Daha bir dakika önce durulmuş gözyaşlarım yeniden akmaya başlarken beyhude yere dairemin ziline basmıştım. Hem de arka arkaya üç kere. Tabii ki kimse kapıyı açmamıştı çünkü bu evde benden başka yaşayan yoktu. En azından elimdeki kırmızı dosyada böyle yazıyordu.
Daha fazla ayakta kalamayacağımı düşünüp kapının önüne çöktüğümde merdivende ayak sesleri duymuştum. Başımı kaldırıp baktığımda göbekli ve pala bıyıklı bir amcanın merdivenlerden indiğini görüp kendime biraz çekidüzen vererek ayağa kalkmıştım. Sonuçta derbeder bir halde olsam bile insanlara deli gibi görünmenin lüzumu yoktu.
Amca beni görünce babacan bir tavırla gülümseyip "Aa! Hanım kızım, ne zamandır ortalıklarda görünmüyordun?

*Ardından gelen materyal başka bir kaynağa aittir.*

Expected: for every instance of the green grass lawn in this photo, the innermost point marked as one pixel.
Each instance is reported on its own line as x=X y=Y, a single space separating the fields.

Nerelerdeydin yahu?" diye sorunca saniyeler önce verdiğim bu kararı unutup hıçkırarak ağlamaya başlamam biraz garipti tabii. Ama ne yapayım? Aylardır beni tanıyan bir insan ile karşılaşabilmek için dualar edip duruyordum. Dualarıma karşılık bulunca biraz duygusallaşmamdan daha doğal ne olabilirdi?
Yine de, eğer biraz durup düşünseydim başımdan geçenleri saçma sapan bir sıralamayla karşımdaki adama anlatmaz ve karşısında sümüklerim akana kadar ağlamazdım. Tabii konuşmanın sonunda "Şimdi evimi buldum ama içeri giremiyorum çünkü anahtarım yok!" hıçkırmaya başlamam, isminin İbrahim olduğunu öğrendiğim amcanın benim için bir çilingir çağırmasına vesile olmuştu. Zavallı adam öyle telaşlanmıştı ki benim onayımı bile beklemeden çilingiri aramış, yaklaşık on beş dakika sonra evimin kapısının açılmasını sağlamıştı. İbrahim amcaya minnettardım.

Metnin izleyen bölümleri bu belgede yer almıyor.